Pantomime et théâtre en noir. 'Kefka et le cadeau' par la Compagnie Milan Sladek au Théâtre 140



La Cité

2-2-1975

Pantomime et théâtre en noir

« Kefka et le cadeau »

par la Compagnie Milan Sladek

au Théâtre 140

Kefka reçoit en cadeau un oeuf gigantesque. Il le couve. Il en sort un oiseau monstrueux et glapissant. Kefka le nourrit, le caresse, l'éduque. L'animal grandit encore, deux grandes ailes multicolores lui poussent. Il devient d'autant plus dangereux qu'il est boulimique. Une jambe de Kefka passe dans son bec, on bras la suit, ce sera finalement la tête et le corps en entier.

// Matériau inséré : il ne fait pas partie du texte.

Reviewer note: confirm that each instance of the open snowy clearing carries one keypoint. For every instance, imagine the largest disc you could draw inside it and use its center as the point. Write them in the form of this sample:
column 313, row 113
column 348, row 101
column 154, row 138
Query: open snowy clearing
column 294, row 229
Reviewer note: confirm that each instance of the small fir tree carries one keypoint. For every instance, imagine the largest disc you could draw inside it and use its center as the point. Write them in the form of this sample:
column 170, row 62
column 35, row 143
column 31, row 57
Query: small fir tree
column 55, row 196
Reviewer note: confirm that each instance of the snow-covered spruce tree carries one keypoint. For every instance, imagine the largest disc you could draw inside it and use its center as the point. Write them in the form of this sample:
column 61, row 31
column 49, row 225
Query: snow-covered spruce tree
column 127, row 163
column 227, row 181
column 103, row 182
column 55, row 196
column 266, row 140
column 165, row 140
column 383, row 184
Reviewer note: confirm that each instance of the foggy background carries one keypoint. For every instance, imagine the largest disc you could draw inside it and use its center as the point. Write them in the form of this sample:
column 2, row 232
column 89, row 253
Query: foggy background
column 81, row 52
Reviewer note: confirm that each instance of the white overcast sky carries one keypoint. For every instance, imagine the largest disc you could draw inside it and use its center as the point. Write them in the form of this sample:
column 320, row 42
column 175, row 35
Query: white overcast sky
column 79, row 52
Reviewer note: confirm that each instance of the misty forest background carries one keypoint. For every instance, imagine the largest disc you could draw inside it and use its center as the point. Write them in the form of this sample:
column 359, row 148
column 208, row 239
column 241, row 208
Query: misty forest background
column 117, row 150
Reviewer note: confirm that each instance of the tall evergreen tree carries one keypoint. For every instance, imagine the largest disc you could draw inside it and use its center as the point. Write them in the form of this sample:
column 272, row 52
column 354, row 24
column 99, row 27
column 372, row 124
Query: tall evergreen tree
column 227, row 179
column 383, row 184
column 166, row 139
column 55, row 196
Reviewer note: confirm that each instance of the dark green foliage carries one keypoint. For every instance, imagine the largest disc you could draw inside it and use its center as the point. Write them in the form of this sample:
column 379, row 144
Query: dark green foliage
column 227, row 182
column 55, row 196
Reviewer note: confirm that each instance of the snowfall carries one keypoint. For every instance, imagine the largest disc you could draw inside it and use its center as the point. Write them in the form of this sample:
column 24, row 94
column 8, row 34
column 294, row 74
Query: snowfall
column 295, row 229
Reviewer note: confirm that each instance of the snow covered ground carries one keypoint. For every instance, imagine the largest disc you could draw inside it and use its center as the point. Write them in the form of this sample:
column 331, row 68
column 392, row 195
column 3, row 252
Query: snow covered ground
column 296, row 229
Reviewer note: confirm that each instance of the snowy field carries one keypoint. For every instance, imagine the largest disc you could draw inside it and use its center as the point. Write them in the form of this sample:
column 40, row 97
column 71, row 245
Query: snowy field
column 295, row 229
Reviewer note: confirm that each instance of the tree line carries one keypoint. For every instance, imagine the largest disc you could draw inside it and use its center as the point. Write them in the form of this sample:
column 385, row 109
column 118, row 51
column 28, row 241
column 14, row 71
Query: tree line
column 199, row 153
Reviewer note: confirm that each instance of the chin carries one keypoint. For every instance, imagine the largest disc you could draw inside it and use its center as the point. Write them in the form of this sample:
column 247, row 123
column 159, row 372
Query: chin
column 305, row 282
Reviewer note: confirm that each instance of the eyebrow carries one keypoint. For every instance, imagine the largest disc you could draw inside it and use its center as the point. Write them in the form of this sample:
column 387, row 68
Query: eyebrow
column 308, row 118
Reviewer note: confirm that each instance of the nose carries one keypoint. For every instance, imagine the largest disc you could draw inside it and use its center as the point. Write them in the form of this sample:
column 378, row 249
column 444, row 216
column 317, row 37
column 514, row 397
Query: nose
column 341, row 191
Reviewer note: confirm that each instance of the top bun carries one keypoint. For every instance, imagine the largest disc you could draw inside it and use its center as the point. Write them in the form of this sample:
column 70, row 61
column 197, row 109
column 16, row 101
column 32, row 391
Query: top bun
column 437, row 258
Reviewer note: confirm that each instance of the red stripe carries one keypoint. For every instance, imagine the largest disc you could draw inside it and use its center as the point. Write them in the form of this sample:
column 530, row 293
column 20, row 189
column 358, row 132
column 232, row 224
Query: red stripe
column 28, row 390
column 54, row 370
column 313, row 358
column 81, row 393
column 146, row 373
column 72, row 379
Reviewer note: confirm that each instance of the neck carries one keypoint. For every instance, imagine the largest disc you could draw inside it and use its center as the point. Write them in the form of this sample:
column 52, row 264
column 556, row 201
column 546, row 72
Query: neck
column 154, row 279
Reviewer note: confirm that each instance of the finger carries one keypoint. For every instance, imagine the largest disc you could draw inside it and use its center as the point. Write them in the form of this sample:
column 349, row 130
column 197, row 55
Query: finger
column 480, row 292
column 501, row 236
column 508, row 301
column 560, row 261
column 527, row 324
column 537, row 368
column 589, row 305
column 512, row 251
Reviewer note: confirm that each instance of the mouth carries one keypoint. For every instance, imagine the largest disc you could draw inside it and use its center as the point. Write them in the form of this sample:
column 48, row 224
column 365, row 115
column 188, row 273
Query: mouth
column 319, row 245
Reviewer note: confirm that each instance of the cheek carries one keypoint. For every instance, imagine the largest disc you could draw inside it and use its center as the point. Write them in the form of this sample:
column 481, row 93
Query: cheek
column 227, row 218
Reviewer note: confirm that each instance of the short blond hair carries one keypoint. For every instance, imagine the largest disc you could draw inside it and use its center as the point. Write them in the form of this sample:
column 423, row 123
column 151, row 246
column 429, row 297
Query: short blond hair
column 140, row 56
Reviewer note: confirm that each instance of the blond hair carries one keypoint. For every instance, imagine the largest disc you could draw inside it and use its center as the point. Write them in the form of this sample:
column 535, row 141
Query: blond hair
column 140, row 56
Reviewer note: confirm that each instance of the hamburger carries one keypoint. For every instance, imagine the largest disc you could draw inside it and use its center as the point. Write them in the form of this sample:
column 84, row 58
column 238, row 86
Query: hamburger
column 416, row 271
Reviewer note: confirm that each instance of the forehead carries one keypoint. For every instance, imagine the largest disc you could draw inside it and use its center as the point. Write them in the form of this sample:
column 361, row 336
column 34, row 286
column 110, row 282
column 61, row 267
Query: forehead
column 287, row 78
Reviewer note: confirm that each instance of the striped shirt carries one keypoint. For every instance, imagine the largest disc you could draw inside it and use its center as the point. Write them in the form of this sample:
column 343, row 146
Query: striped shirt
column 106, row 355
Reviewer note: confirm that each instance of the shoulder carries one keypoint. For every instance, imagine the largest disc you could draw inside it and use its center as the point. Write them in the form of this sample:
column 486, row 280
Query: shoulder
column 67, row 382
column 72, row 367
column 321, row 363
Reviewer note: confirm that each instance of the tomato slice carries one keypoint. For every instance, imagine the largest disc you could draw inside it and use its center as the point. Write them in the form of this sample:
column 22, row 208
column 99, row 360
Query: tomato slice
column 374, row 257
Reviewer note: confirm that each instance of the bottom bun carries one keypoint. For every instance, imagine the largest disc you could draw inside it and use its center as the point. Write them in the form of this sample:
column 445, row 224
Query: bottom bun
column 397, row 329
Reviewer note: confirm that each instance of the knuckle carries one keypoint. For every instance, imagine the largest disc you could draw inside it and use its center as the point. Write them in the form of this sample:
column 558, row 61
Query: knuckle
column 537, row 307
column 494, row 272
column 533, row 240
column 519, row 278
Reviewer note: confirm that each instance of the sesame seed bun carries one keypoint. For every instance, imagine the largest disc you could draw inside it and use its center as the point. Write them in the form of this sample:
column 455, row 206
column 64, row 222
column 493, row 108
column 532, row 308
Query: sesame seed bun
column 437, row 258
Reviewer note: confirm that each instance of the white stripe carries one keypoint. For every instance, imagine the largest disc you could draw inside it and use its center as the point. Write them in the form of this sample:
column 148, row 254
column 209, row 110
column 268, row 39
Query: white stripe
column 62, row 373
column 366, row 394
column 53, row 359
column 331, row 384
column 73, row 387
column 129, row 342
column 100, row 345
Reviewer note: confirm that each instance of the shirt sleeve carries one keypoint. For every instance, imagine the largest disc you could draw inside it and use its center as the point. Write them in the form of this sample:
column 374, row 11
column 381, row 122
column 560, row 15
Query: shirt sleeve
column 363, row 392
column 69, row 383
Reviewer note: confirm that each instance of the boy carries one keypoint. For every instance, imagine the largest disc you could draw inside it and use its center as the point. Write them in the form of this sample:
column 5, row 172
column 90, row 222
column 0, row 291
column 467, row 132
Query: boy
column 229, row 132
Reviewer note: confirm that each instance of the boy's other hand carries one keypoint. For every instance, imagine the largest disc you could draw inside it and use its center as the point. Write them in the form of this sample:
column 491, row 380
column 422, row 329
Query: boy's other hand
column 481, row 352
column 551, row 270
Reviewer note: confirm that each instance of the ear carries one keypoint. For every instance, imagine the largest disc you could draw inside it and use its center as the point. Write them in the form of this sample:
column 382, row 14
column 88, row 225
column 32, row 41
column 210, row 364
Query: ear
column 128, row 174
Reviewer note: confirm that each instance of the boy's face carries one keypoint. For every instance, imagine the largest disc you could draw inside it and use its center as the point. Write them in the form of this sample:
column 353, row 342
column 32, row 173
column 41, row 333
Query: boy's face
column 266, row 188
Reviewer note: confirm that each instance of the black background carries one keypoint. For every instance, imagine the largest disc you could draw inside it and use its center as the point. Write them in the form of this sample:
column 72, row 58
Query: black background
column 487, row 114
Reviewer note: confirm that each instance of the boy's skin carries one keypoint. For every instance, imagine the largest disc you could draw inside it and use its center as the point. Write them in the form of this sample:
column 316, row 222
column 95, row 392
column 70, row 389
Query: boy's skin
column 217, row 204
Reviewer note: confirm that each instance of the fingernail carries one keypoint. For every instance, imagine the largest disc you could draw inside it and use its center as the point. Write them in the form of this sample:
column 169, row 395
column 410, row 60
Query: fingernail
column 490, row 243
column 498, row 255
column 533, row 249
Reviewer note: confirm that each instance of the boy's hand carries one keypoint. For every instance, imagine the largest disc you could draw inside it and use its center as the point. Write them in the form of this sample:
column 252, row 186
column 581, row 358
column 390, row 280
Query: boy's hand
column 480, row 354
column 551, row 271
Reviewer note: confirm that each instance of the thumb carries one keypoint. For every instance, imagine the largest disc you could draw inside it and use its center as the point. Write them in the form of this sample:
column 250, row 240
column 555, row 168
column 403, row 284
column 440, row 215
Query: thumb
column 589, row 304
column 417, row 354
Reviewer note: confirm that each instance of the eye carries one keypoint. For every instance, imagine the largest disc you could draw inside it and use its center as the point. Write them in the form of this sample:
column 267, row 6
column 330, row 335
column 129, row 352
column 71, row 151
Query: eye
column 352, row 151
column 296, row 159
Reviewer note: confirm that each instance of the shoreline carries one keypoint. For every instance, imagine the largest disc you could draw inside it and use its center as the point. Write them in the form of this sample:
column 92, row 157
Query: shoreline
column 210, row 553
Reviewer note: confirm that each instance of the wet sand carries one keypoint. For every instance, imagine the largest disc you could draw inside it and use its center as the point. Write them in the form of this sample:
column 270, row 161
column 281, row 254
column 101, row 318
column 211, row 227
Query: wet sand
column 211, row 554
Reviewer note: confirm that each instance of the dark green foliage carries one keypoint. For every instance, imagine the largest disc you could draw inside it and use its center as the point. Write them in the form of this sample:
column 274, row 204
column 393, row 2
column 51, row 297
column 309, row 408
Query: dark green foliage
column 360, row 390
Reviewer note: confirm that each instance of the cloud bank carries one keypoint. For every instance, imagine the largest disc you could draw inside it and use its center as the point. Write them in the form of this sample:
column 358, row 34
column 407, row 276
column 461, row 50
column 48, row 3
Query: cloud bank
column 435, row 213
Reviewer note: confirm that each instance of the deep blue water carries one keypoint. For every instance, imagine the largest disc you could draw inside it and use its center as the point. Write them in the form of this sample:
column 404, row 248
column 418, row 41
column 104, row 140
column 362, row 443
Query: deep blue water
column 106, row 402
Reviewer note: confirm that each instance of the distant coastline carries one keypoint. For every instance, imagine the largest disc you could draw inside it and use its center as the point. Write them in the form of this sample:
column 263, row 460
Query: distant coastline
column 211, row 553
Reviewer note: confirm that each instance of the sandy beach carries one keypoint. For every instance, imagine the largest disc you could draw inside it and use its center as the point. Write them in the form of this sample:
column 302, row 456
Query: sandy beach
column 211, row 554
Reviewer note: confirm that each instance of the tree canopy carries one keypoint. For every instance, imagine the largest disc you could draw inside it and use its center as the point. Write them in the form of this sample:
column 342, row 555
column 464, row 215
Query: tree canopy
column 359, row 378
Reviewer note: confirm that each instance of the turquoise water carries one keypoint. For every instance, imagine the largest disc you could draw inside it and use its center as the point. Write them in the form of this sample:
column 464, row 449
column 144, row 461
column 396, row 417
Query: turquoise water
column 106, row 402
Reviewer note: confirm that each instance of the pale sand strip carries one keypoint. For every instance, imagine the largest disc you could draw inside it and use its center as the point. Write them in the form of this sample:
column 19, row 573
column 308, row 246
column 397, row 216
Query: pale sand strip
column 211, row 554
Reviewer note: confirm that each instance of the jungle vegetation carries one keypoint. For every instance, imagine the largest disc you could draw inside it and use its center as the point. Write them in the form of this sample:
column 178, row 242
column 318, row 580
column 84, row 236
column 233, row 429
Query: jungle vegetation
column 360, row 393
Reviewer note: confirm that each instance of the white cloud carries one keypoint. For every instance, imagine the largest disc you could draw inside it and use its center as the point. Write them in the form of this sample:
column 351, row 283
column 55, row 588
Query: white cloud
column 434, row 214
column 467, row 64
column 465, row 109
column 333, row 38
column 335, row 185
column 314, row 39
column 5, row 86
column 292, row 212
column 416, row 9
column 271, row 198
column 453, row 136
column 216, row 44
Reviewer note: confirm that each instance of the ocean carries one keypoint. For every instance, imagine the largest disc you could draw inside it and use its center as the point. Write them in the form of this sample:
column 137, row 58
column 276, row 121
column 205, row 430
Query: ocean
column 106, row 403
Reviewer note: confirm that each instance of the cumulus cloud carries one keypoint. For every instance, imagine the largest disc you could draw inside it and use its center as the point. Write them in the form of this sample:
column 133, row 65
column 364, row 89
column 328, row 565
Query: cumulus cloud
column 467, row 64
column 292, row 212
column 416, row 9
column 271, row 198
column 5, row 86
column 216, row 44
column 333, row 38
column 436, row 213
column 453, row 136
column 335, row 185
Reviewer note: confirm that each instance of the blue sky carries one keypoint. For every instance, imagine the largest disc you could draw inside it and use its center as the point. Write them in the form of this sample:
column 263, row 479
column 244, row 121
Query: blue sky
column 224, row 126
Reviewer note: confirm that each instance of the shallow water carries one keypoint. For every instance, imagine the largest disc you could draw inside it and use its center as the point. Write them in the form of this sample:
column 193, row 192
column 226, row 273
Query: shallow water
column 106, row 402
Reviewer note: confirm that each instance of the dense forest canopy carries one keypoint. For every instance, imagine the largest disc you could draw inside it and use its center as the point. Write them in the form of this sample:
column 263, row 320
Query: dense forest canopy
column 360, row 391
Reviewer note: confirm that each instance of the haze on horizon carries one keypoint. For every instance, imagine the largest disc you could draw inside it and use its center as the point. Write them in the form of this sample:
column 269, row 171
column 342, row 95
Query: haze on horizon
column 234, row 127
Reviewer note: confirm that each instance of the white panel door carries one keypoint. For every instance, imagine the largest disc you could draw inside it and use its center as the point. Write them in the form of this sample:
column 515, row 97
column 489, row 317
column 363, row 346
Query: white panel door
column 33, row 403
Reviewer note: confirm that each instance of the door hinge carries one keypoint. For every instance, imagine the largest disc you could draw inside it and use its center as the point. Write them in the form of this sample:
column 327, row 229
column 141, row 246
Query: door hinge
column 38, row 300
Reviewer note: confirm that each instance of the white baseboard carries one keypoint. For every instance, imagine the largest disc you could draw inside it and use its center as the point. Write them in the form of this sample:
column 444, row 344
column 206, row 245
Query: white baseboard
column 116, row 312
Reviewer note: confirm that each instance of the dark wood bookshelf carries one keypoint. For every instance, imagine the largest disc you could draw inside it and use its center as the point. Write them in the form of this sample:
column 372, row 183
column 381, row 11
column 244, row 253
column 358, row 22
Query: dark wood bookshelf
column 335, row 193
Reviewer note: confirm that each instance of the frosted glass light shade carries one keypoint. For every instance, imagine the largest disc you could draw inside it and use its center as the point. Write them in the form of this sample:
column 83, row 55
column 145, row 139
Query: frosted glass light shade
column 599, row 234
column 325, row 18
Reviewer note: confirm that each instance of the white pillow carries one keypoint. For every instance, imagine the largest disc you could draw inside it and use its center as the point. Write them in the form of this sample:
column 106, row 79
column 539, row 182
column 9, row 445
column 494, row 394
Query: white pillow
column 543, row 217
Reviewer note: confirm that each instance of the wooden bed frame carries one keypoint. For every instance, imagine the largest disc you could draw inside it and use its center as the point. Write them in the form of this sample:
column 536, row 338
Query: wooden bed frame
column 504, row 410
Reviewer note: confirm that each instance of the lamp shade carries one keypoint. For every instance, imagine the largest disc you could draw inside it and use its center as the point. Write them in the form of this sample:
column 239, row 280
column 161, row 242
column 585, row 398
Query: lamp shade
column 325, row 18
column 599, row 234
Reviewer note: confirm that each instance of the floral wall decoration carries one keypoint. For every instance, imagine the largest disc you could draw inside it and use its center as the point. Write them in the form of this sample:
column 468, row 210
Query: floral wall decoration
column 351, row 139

Kefka est avalé, mais régurgité par l'oiseau qui meurt.

Ce n'était qu'un cauchemar à l'accent d'ailleurs plus ionescien que kafkaïen. L'oiseau est ici un archétype qui plonge ses racines dans le subconscient de l'homme.

« Kefka et le Cadeau » est un admirable exemple de ce que peut être la coordination entre le travail du mime et la célèbre technique tchèque du théâtre en noir. L'utilisation de cette technique est peut-être le seul domaine où le théâtre puisse rivaliser avec le cinéma en ce qui concerne les « effets spéciaux ». Mais la virtuosité — qui est réelle — s'efface ici devant le naturel et la simplicité d'un cauchemar pourtant chargé d'ambiguïté puisqu'il fait appel à la fois aux pulsions de l'amour, du sexe et de la peur ancestrale. Surtout la composition, les trouvailles, la gestuelle renvoient à une inspiration poétique dont la première partie du spectacle que, pour ma part je préfère encore — mais c'est là affaire de goût personnel — avait donné un autre brillant exemple. On y voit Milan Sladek faire des « gammes » à l'occasion de scénettes intitulées « Econduit », « Salome », « Le petit Soldat », « Kefka et le Tournesol », « La Marionnette », « Soirée mondaine ». Là se révèle dans sa plénitude l'art de Milan Sladek, la perfection et la rigueur de son style autant que la qualité poétique et la tendresse de son écriture mimique. Dans « La Marionnette » en particulier, Sladek parvient à créer une ambiguïté étonnante entre l'objet et l'humain. Et « Le petit Soldat » est un chef-d'oeuvre de simplicité, de minutie, d'économie.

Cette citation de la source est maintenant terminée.